SLAC: Simulation-Pretrained Latent Action Space for Whole-Body Real-World RL



Learning tasks in the real world with reinforcement learning (RL) is very challenging, especially for complex robots such as bimanual mobile manipulators. The high-dimensional, unconstrained action spaces worsen the already poor RL sample efficiency and raise significant safety concerns because naive exploration can easily damage the robot or its environment.

We address this problem with a powerful insight: both sample efficiency and safety can be dramatically improved by operating in the right action space, one that can be pre-learned entirely in simulation.






Summary Video


Two-Step SLAC Procedure

We introduce SLAC, a framework that makes real-world RL feasible for high-DoF robots through a learned latent action space. SLAC consists of two steps: first, it leverages a low-fidelity simulator to pretrain a task-agnostic latent action space; then, it uses this space to drive real-world policy learning.

Step 1: Latent Action Space Learning in Simulation

How can we learn a good latent action space that allows us to efficiently handle different downstream tasks? Unsupervised Skill Discovery (USD) provides an elegant solution, through maximizing the empowerment of the latent action space. However, USD often requires a large number of samples to converge, which is not practical to run on a real robot.

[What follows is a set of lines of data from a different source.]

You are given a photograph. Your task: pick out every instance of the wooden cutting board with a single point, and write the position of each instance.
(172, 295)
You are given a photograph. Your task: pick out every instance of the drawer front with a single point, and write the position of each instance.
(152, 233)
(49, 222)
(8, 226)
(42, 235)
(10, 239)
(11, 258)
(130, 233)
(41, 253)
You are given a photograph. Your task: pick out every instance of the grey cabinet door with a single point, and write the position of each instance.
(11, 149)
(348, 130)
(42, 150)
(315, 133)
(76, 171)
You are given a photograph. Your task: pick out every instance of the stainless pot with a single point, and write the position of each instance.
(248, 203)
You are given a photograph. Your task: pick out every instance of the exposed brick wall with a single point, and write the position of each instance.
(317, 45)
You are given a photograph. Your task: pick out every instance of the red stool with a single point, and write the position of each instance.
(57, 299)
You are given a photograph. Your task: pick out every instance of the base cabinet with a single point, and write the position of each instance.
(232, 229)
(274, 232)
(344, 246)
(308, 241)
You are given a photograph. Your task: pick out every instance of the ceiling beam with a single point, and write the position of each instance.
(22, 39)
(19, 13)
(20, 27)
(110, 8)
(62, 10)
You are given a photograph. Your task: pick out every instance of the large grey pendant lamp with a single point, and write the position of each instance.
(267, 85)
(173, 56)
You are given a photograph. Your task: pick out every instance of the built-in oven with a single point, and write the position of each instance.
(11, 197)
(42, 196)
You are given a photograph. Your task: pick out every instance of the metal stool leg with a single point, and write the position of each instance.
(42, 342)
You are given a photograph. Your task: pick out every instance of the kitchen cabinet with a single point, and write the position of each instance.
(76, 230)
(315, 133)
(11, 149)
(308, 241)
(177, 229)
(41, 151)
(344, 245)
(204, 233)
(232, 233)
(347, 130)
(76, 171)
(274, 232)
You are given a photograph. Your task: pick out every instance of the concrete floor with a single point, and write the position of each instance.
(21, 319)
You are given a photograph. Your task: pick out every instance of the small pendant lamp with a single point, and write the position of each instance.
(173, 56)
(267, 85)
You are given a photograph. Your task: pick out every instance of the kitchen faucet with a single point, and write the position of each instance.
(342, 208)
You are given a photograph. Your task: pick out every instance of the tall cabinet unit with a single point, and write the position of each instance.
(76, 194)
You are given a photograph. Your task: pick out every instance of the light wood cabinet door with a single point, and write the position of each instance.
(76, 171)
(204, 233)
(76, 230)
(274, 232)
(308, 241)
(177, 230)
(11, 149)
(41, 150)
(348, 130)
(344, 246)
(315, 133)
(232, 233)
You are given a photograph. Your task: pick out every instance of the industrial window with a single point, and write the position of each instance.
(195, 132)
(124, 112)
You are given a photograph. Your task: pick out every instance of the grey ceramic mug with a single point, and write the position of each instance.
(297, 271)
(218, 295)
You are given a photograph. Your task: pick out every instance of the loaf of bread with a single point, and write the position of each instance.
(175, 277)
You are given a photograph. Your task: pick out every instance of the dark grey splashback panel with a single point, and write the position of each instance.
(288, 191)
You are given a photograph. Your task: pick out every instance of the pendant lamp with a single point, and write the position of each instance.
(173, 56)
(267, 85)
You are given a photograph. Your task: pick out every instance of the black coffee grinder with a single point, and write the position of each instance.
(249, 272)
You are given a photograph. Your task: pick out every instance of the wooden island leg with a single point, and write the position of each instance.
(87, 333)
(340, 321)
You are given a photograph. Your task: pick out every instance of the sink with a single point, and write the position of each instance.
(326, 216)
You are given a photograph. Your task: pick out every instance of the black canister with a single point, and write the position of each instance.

But we do not necessarily have to run USD on a real robot! Instead, SLAC leverages a low-fidelity simulator for USD. Even if there is a reality gap, the learned latent action space can still be used to drive real-world policy learning as long as it has enough coverage. Specifically, SLAC designs a novel USD objective that encourages temporally extended, disentangled, and safe latent actions, through the following pipeline:

Step 2: Real-World RL in the Learned Action Space

Once the latent action space is learned, SLAC trains a downstream policy in the learned action space. Specifically, we derive a novel off-policy RL algorithm on top of Soft Actor-Critic. Our algorithm not only handles discrete action space, but can also leverage the dependencies between reward terms and latent action dimensions to decompose the RL training into parallel but easier sub-problems, thereby greatly reducing the sample complexity. We show the pipeline for downstream policy learning below:

SLAC Real-World Training

In this video, we show one full training run for the board wiping task. The learned SLAC latent action space enables the robot to effectively explore the environment. Within 40 minutes of autonomous interactions, the robot learns to reliable wipe the whiteboard.

Real-World Results

Policies Visualization

The SLAC framework does not require any demonstrations or hand-crafted behavior priors, and can be easily applied to a variety of tasks. We test SLAC on a suite of contact-rich, visuomotor bimanual mobile manipulation tasks, and show learned policies below.

Wipe a Whiteboard

SLAC policy continuously wipe a whiteboard by simultaneously moving its arms and base, while utilizing its active camera to keep track of the mark.

Wipe over Obstacle

SLAC policy learns to position its base such that it will not collide with the obstacle. In the meantime, it succecsfully wipes the mark on the whiteboard.

Push to Tray

SLAC policy learns to use the broom in hand to push trash on the table into a tray.

Sweep into Bag

SLAC learns to sweep trash off the table, while using a bag in the other hand to catch the trash.

Quantitative Results

Quantitatively, SLAC achieves significantly higher performance compared to state-of-the-art real-world RL and sim-to-real RL methods.

More importantly, it stays safe during the entire training process, with minimal collisions nor excessive force!

Learned Latent Actions Visualization

To better understand what SLAC learns during the simulation pretraining phase, we visualize the learned latent actions below. Each video shows the robot executing a sequence of different latent actions sampled from our learned latent action space. Notice how the actions are temporally extended, diverse, and safe - the robot never collides with itself or the environment. These properties are crucial for efficient downstream learning.

SLAC Beyond Robotics

While SLAC is primarily designed for robotics, its core principles can be applied to other domains with complex action spaces. Here we demonstrate SLAC's effectiveness on a centralized multi-agent particle domain, where a centralized controller needs to simulateously control 10 agents towards coordinated interactions with the landmarks. SLAC enables efficient downstream task learning on this challenging domain, outperforming previous state-of-the-art methods.